Jersey General Hospital in Saint Helier is the only hospital on the island of Jersey. It has 219 beds.

Medical students are placed at the hospital by the Wessex Deanery of Health Education England.

==History==
It was originally a poorhouse. The foundation stone was laid in 1765 but the building was requisitioned by the military in 1779 as there was no barracks on the island. It was used as a hospital poorhouse from 1793. The building was largely destroyed by fire in 1859. Until 1868, when St Saviour's Hospital was opened, it also served as a lunatic asylum.

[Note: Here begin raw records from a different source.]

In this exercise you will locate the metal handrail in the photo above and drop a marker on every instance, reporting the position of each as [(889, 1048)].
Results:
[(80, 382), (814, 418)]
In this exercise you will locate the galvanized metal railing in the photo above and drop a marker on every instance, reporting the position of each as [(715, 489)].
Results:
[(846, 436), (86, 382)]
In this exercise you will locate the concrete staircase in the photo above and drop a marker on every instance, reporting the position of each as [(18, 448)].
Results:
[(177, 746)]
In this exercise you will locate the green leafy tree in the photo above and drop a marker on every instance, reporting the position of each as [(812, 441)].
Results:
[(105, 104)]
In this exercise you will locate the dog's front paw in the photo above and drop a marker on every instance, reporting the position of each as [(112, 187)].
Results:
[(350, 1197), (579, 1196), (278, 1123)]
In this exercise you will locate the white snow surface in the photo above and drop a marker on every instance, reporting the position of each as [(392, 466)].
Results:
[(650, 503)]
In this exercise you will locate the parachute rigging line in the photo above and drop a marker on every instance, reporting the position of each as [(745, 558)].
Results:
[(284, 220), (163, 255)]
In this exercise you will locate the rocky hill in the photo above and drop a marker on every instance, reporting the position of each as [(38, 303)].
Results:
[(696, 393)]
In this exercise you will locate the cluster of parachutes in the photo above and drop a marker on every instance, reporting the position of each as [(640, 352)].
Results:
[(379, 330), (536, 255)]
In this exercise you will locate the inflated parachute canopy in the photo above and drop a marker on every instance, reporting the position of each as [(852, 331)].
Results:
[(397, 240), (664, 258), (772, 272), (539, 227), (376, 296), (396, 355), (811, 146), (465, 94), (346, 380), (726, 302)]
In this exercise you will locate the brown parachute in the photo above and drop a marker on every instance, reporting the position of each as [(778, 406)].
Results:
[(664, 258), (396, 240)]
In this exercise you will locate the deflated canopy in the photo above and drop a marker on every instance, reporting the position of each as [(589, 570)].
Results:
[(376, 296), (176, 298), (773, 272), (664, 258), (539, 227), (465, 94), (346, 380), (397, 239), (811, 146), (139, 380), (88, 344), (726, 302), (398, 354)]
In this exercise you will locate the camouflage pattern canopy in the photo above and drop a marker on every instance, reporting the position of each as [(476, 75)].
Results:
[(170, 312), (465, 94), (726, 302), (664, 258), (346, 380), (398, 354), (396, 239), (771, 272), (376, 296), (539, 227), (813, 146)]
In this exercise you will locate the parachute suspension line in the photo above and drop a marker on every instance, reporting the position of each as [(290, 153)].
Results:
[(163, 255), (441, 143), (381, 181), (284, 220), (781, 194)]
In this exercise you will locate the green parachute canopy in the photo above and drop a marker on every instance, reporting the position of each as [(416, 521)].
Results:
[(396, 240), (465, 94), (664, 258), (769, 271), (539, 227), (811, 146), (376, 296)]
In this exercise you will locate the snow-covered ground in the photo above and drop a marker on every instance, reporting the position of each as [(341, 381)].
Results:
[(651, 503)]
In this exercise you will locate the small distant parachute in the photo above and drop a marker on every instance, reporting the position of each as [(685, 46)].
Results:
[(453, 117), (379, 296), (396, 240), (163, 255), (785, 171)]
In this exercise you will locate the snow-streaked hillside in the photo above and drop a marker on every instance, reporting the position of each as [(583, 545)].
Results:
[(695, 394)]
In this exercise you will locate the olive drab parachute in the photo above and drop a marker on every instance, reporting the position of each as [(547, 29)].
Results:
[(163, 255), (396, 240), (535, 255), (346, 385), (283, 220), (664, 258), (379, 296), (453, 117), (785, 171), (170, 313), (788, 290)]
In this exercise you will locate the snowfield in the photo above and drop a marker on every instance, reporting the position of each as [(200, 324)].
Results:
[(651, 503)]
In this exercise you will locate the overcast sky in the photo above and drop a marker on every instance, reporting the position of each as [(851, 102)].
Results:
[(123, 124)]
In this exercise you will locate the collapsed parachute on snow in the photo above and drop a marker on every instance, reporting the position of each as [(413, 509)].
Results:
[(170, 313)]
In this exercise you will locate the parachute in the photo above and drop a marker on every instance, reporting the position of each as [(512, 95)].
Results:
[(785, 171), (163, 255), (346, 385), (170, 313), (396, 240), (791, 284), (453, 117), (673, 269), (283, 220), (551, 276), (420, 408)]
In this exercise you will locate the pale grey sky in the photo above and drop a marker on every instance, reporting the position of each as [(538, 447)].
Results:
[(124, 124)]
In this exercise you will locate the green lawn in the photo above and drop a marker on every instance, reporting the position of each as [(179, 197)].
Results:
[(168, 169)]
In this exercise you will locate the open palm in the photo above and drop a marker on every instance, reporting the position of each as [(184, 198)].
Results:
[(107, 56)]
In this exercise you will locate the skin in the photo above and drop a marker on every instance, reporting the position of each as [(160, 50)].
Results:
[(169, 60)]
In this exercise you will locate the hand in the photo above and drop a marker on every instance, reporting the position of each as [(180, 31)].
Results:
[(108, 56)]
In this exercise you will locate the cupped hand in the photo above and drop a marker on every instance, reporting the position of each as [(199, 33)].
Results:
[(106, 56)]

There were plans to replace it with a single-site facility at Overdale, costed at £804 million; however, in November 2022 it was reported that the plans were now for a hybrid General Hospital spread across the existing Gloucester Street site, adjacent land at Kensington Place, and Overdale.

==Facilities==

- Rheumatology
- Maternity
- Special care baby unit (SCBU)
- Emergency Department
- Paediatrics
- Assisted reproduction
- Dermatology
- Blood donation
- Ear, Nose and Throat (ENT)
- Endoscopy
- Cardiology
- Dental
- Dietetics
- Pharmacy
- Renal
- Joint replacement
- Memory
- Neurology
- Occupational therapy (OT)
- Ophthalmology
- Orthoptics
- Pain clinic
- Speech and language therapy
- Intensive care unit (ICU)
- Radiology

For specialised treatment that is not available in Jersey, patients are transferred to hospitals in Guernsey and the United Kingdom.